The China currency stunner signaled that the world's second biggest economy was in even worse shape than earlier thought. The near 5 per cent devaluation of the Yuan by China over three days (from Aug.11 to Aug. 13), sparked fears that China may have ignited a fresh global currency war to give a competitive edge to its sagging exports, and that other countries may follow in China's footsteps and resort to competitive devaluation, rendering another jolt to the global economy.
China's stock market bubble has busted with policymakers less reluctant to resort to fresh measures to prop up equities while the shocking currency depreciation move sent alarm bells ringing over the fast deteriorating health of Asia's economic powerhouse. The benchmark Shanghai Composite, which last week shed 11 per cent, has erased all of this year's gains, on concerns over reduced government support to stock markets.
On Monday, the Chinese benchmark recorded the steepest one-day percentage loss in eight years, of a mammoth 8.5 per cent, sending global stocks, commodities and currencies in a tailspin. Doom and Gloom descended on global financial markets on 'Black Monday' with USD 2.7 trillion wiped out from global equities.
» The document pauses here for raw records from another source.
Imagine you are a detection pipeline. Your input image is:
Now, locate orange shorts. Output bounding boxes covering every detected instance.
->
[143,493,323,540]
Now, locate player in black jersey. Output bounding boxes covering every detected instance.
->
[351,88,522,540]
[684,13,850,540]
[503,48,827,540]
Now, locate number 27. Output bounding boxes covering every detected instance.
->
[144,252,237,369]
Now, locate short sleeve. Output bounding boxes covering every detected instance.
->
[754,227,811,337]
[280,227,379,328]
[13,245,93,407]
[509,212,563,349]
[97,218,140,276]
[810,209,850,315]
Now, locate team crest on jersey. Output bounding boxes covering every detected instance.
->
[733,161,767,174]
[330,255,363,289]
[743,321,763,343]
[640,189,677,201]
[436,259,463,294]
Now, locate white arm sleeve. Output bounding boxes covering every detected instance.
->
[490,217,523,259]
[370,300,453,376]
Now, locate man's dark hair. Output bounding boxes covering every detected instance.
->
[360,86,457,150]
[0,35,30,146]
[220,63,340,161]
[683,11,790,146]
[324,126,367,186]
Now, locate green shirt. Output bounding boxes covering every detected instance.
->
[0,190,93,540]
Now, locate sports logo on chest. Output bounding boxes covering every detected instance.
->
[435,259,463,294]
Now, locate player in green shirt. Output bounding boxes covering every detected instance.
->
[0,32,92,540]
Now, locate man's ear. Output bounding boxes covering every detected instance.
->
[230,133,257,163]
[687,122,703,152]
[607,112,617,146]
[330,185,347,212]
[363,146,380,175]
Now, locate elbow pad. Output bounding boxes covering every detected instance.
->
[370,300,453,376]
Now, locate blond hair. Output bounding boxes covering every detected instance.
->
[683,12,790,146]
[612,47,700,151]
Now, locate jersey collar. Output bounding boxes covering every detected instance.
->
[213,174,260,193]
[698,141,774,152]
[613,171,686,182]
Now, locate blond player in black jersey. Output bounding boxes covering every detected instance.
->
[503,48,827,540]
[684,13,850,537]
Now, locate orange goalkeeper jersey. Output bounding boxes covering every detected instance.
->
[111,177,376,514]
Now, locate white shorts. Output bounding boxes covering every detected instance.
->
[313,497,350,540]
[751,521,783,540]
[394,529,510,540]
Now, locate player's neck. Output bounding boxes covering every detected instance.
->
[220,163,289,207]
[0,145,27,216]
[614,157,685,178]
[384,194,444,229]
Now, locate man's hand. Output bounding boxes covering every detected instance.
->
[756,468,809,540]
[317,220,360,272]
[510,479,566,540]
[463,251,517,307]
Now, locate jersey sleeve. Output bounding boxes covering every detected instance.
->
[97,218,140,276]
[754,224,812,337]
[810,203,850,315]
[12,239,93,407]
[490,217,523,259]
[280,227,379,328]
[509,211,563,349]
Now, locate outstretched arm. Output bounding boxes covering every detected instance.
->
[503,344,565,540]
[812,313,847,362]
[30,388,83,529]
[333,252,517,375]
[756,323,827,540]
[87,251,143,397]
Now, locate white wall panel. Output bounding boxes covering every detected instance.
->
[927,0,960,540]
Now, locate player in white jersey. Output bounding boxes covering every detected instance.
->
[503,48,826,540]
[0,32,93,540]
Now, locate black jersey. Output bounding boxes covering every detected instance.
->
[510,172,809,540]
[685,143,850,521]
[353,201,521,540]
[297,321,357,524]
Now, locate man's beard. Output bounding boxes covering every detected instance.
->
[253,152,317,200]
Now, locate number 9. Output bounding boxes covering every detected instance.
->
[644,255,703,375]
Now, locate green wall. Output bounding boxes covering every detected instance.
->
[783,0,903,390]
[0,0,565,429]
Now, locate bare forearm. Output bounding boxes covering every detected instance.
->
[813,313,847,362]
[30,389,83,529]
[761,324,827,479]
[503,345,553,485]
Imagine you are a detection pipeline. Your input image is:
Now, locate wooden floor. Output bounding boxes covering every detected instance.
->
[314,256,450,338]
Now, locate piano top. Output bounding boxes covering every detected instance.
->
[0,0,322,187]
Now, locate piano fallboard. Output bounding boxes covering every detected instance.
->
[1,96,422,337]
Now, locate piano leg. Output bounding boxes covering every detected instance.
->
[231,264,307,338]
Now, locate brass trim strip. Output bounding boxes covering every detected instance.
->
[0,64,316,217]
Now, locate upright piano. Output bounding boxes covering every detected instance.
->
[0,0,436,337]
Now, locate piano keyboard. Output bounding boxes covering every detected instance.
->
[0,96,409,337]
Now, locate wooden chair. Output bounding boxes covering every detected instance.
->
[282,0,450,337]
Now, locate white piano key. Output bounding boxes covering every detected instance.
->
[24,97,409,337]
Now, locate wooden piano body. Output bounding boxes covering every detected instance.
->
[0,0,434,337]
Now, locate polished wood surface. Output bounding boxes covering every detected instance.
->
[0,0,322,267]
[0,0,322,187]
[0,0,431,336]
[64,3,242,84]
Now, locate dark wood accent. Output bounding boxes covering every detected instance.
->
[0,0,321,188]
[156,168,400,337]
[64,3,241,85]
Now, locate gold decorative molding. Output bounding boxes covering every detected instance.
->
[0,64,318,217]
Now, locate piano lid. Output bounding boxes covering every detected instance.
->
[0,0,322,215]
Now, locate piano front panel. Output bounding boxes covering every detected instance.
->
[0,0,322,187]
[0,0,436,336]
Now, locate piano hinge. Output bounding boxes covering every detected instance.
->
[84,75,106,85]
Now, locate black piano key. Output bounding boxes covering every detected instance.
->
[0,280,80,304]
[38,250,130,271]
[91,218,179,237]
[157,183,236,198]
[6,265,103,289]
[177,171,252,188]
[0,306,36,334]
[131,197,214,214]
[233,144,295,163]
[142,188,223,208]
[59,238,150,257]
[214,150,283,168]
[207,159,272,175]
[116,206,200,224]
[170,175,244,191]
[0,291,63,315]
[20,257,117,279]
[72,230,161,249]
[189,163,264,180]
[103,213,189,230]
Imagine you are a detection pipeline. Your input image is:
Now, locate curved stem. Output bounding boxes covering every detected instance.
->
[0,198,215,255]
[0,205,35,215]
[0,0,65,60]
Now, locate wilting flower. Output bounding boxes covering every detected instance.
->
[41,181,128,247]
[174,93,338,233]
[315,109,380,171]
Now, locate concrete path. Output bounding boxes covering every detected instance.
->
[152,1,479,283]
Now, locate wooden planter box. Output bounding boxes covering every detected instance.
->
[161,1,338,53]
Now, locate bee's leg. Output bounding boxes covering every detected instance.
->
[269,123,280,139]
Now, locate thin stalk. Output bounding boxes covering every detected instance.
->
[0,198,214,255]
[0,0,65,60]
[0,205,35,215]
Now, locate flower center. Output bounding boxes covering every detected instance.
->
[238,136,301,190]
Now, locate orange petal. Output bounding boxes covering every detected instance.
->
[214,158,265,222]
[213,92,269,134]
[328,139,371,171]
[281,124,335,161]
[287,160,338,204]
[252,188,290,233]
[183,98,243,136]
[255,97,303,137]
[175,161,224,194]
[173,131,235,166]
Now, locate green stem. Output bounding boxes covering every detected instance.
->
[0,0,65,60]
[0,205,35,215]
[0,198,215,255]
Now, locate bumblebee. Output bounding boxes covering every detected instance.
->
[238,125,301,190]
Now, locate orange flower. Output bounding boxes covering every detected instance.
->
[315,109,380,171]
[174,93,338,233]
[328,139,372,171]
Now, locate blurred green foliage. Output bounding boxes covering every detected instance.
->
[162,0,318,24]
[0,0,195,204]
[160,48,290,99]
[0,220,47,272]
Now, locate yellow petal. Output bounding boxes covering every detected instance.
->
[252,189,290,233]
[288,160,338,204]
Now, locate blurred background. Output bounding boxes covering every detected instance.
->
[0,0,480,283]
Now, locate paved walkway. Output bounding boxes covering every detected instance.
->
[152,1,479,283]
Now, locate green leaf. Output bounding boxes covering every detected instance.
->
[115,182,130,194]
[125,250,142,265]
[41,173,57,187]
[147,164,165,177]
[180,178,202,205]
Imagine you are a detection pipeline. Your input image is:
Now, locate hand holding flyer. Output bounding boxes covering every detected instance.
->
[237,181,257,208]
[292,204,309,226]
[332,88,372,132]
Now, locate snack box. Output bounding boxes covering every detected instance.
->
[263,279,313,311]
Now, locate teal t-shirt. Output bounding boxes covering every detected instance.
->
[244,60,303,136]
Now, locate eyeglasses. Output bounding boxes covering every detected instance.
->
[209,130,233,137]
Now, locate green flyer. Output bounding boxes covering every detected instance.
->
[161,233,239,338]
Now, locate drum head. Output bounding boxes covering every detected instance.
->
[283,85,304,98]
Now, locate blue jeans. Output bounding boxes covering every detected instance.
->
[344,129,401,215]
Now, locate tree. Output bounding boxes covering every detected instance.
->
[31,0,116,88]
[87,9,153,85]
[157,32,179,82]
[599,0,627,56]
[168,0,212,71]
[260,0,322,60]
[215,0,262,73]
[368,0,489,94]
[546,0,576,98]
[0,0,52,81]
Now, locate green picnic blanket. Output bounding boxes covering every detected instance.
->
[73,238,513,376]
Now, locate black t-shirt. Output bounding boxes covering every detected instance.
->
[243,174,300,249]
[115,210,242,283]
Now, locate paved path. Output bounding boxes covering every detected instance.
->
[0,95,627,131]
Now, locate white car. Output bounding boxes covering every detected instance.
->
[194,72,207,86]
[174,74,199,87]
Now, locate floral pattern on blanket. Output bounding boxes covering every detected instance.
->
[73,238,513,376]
Wall Street succumbed to its biggest drop in four years with the Dow Industrials, Nasdaq Composite and S&P 500 bleeding more than 3 per cent. The Dow Jones Industrial Average crashed by 1,000 points at the opening bell, managing to cut its losses to 588 points before close, in a day of wild swings. Stocks across Asia fell to two-year lows and mayhem greeted traders in Europe with commodities crashing to a 16-year low and oil falling to the lowest level in six and a half years, as the China rout threatened to spread to other parts of the economy, threatening to curb demand and expand gluts of metals and fuels.
There wasn't relief for Chinese traders on Tuesday either, with stocks in China nose-diving over 7.5 per cent, sending the Shanghai Composite to its biggest four-day slide in 19 years.
The echoes from the fast crumbling Great Economic Wall of China can be felt across Asia, Europe and the US, sparking a flight to safety as traders seek cover, resulting in bloodbath at global stock markets.